Unsurprisingly, next week's G-20 meeting is set to be dominated by Europe's lingering debt crisis. As the leaders of the world's 20 most important economies settle down in Los Cabos, Mexico, on Tuesday, expect delegates to focus on little else.

As the euro zone lurches from crisis to crisis, the spotlight is set to fall on Chancellor Angela Merkel as world leaders look to Germany to take a lead.

Merkel, one of the principal architects of European austerity, faces a rough time from world leaders keen to inject growth into the stalling European economies. European leaders advocating growth agendas have been bolstered by the election of Socialist French President Francois Hollande, the self-styled anti-austerity standard bearer.

U.S. President Barack Obama, who has also repeatedly called on European leaders to do more to end the cascade of bailouts and threatened collapses, is sure to press Merkel to take a more rounded approach.

But in her final speech to the German Parliament before departing for the Mexico, Merkel took a combative tone and argued for continued fiscal discipline.

We must all resist the temptation to finance growth again through new debt, she said.

 We can only overcome the crisis when we tackle it at its roots, the high debt level and the lack of competitiveness in some member states.

Before the meeting even starts, however, the landscape could have changed irrevocably. With Greece set to go to the polls for a second time in two months on Sunday, a victory for anti-bailout parties there would not only hasten their exit from the euro, but also plunge the entire euro zone into its most serious crisis to date.

And as if that wasn't enough, Brussels also faces a tough test in the eyes of increasingly anxious world leaders. According to several political commentators, Europe is at risk of losing its place at the top of the G-20, as its piecemeal approach to sorting the sovereign debt crisis appears to be failing on all fronts.

The world knows Europe cannot go on bailing out each country in turn forever, and, without a unified approach to the problem, the perception of the EU as a coherent and relevant intergovernmental body is at stake.

Globally, the G-20 meets amid a plethora of depressing economic data. Business surveys in many countries point to slower-than- predicted growth from earlier in the year, and in the U.S., a run of positive labor market data has dried up, leading to speculation the American recovery has stalled.

What we can expect from the G-20, at least, is an announcement to bolster the finances of the International Monetary Fund -- something that was confirmed two months ago anyway.
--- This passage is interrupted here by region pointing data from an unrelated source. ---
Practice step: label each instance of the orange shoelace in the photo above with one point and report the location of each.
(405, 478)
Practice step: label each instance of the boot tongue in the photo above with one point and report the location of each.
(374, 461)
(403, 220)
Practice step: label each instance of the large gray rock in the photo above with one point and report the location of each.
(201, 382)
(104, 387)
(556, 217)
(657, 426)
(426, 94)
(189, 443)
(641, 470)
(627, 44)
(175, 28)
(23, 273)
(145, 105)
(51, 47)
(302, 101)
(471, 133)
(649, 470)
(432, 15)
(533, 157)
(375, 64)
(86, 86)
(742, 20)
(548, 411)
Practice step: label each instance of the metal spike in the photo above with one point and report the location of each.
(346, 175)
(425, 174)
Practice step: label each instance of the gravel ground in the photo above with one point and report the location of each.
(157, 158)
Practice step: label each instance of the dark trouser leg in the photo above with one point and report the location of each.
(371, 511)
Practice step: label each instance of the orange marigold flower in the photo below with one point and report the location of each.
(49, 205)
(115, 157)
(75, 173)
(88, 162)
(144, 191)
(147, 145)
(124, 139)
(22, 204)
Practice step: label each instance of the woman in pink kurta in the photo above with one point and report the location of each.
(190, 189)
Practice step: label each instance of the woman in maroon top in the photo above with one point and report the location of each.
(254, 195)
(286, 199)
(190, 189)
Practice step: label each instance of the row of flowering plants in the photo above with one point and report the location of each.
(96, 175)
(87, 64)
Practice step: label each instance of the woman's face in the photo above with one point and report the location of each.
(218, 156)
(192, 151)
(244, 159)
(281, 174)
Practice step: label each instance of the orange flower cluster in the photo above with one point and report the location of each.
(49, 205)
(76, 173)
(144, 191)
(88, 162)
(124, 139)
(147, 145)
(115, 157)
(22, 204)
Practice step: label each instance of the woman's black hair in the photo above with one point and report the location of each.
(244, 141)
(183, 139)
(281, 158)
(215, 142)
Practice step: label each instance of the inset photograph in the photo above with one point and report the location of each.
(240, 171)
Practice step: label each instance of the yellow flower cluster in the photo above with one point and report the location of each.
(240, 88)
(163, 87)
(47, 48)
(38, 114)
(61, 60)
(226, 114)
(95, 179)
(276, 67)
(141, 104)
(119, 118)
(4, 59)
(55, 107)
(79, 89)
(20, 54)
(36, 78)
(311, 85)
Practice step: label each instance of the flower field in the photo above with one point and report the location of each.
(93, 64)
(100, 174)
In April, the IMF confirmed it had received promises for an extra $430 billion in the form of bilateral loans, more than doubling the fund's useable capacity to $800 billion.

As London-based Capital Economics noted, this puts the combined IMF/ EU stability fund-lending capacity at around €1.1 billion ($1.4 billion), more than enough to cover a full bailout of either Spain or Italy.

Ultimately, the world's key economic challenges need to be tackled by nation states and notably by euro zone governments, Capital Economics noted.

 The G-20 therefore has little chance of making a breakthrough at Los Cabos.